I had an issue finding the veal bones because of the fact that I do not have a local butcher. I went to Stop and Shop and they are not very helpful in the meat department (in the cheese department the woman that helped me was Divine!). I got two pounds of veal Osso Buca which was mostly bone and two pounds of Oxtail which was actually Beef tail. These items and a lot of the veal and lamb was in the wrong parts of the meat department which only helped my confusion. Osso Buca was actually really expensive $12 for two pieces in a package as I learned via the web it means "hollow bone." I wonder if that was actually what I was supposed to get but I am not sure. I just tried to "fake it until I made it" when I picked up the Osso Buca.
I also decided to buy the pre-cut/ in water carrots and celery (since I knew it was going to be a long night-- but I did not know it was going to be that long) which helped cut down on waste. I bought a huge thing of carrots and celery for last soup only to see in the cookbook that I really only need like five pieces of both carrots and celery.

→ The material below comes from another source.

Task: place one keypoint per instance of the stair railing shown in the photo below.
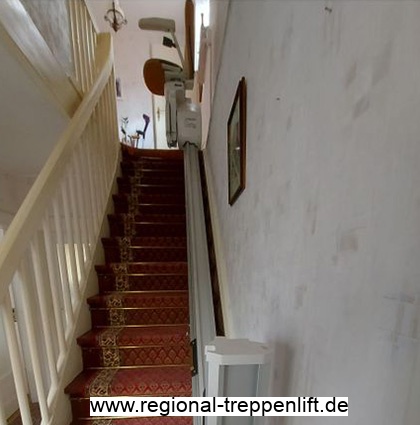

I also buy them anyways because they are great to snack on-- you got to save in this economy when you buy $12 veal bones....
I got to try-out and use my onion goggles on Tuesday and they never left my eyes on Wednesday. They are not beautiful Dior sunglasses/glasses but they do the trick. But if I had on my new Shape-up Sketchers with the glasses then I could have looked more the part (and firmed my butt and thighs). Or at least I would have a guest spot on "what not to wear." But I did not cry and the onion goggles were comfortable for the amount of time I wore them.
Reminder out to people that it takes about 85 minutes to roast the bones. You are supposed to put the bones in for 45 minutes and then add in the vegetables. I did the reverse I added the vegetables in the beginning but burned myself on the roasting pan while I was trying to get them out of the pan. It was the part where you had to put the roasting pan on the stove top and heat it for 30 more seconds... I barely touched it but it is raw skin now. The stock still came out very well but I learned a lesson: always wear a pot holder even if you are using tongs or get a chef jacket. My forearm looks like a rebellious teenager's "revenge" and it hurts!
I was happy to know that you can deglaze a pan with just water and you do not need to also purchase red wine. I am not a drinker so getting the cognac and the Pinot Grigio (which is a white wine that I do like) was experience I had to get the Stop and Shop Wine Port (it is next to the Stop and Shop because Stop and Shop's licence will only allow them to sell beer) workers involved. I was able to purchase a really, really cute hotel size "nip" of cognac which still has enough I think for two thirds of round two of French Onion soup. I got those items when I found out on Monday during a bad rain storm/monsoon that my car battery that was just put in died. they were very kind in the store allowing me to use their phone and I pointed out where to get the cognac/dry white wines with price checks. Now I have a HUGE bottle of Santa Margherita Pinot Grigio.
Martha wants you to spoon off the fat but if you have to baby sit something for eight hours then have it in the fridge at least eight hours you can spoon it off the next day. And that is what I did and the next day I had a nice thick skin of fat.